In the latter country in 1883 be made a detailed study of the means for technical education on behalf of the British Government, and the result of his inquiries was largely instrumental in the introduction of the Technical Instruction Bill of 1889, which Mr. Mather, then in Parliament, did much to place on the Statute Book.
When electrical engineering was in its infancy he acquired the manufacturing rights in the Edison dynamo, and started an electrical department at the Salford Iron Works.
On his last visit to the United States, when he received the degree of LL.D. at Princeton University, he obtained the rights for manufacturing a reinforced-concrete construction, which has developed into the Indented Bar and Concrete Engineering Co., Ltd.
In 1891 he established the Chloride Electrical Storage Co., and in 1895 he founded the Castner-Kellner Co., for the manufacture of caustic soda and chlorine electrolytically, and of each was the first chairman.
In 1889 the first London tube railway, known at that time as the City and Southwark Subway, was under construction, and the intention was to work it by wire rope. A scheme was prepared by Dr. Edward Hopkinson, at that time Mr. Mather's junior partner, for working the line by electric locomotives, which was carried out by Messrs. Mather and Platt, and the line was opened for traffic in 1890 by King Edward, then Prince of Wales. This line was afterwards extended and known as the City and South London Railway.
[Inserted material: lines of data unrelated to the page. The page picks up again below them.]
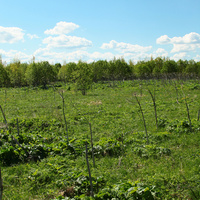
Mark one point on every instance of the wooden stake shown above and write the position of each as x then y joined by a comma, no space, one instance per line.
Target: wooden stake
154,105
92,145
142,118
88,166
1,186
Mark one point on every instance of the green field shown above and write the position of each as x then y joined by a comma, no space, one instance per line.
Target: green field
39,161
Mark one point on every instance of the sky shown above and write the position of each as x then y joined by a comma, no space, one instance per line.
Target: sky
62,31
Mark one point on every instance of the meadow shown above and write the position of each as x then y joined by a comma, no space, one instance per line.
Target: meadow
46,141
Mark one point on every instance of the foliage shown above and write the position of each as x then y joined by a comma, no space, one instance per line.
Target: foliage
37,162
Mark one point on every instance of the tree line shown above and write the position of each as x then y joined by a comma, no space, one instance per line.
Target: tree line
17,74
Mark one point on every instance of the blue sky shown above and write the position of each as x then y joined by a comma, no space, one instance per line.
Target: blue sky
67,31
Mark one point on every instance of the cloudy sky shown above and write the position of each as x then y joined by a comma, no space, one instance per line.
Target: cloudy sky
67,31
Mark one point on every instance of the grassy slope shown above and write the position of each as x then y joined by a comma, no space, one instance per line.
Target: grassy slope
114,114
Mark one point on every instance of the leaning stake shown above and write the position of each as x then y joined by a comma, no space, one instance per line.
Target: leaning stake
1,186
142,118
92,145
88,166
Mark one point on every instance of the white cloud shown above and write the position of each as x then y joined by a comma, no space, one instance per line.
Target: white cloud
11,34
189,42
161,52
14,54
62,28
178,56
197,58
163,40
32,36
64,41
184,47
125,47
52,56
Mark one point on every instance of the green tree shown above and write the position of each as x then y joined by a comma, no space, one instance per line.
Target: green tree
82,77
4,78
100,70
66,71
17,73
40,73
169,66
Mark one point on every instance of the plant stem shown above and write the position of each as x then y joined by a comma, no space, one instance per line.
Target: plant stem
66,128
3,115
92,145
142,118
88,166
188,112
154,105
1,186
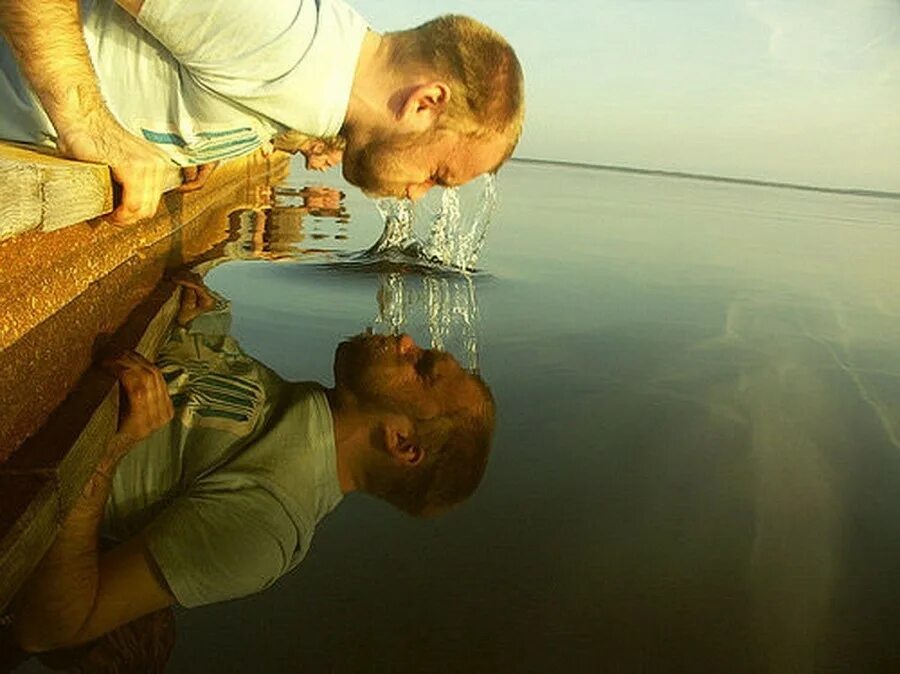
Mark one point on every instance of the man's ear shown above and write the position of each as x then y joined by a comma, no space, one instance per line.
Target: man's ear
400,441
423,105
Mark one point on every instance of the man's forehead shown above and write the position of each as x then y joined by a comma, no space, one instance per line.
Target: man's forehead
472,158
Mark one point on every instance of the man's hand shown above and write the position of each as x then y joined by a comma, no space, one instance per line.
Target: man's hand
146,404
137,165
195,177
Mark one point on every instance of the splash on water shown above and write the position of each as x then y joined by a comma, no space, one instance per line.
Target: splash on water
447,304
399,231
453,239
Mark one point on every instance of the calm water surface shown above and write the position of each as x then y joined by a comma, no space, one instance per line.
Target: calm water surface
697,463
He took a great interest in educational matters, and as early as 1873 lie started the Salford Iron Works Science School, at which all the apprentices were required to attend in the evenings. He was the first President of the Association of Technical Institutions.
In 1902 he received the honour of Knighthood, and 1910 lie became a Privy Councillor.
His death took place at Bramble Hill Lodge, his residence in the New Forest, on 18th September 1920, at the age of eighty-two.
He became a Member of this Institution is 1867.
1920 Obituary 
The Right Hon. Sir WILLIAM MATHER died on September 18, 1920, at the age of eighty-three.
He was educated privately and in Germany. He entered the Salford Iron Works, owned by his father in conjunction with Mr. Platt, and at the age of twenty-four was taken into partnership.
In 1871 he was entrusted with the entire management, and six years later, on the retirement of the elder partners, became sole proprietor.
In 1892 the firm was converted into a limited company, with Sir William as Chairman. He entered Parliament as a Liberal and represented South Salford from 1885 to 1886, the Gorton Division of Lancashire from 1889-1895, and the Rossendale Division from 1900-1904, when he retired. He was knighted in 1902, and made a Privy Councillor in 1910.
He was elected a member of the Iron and Steel Institute in 1887.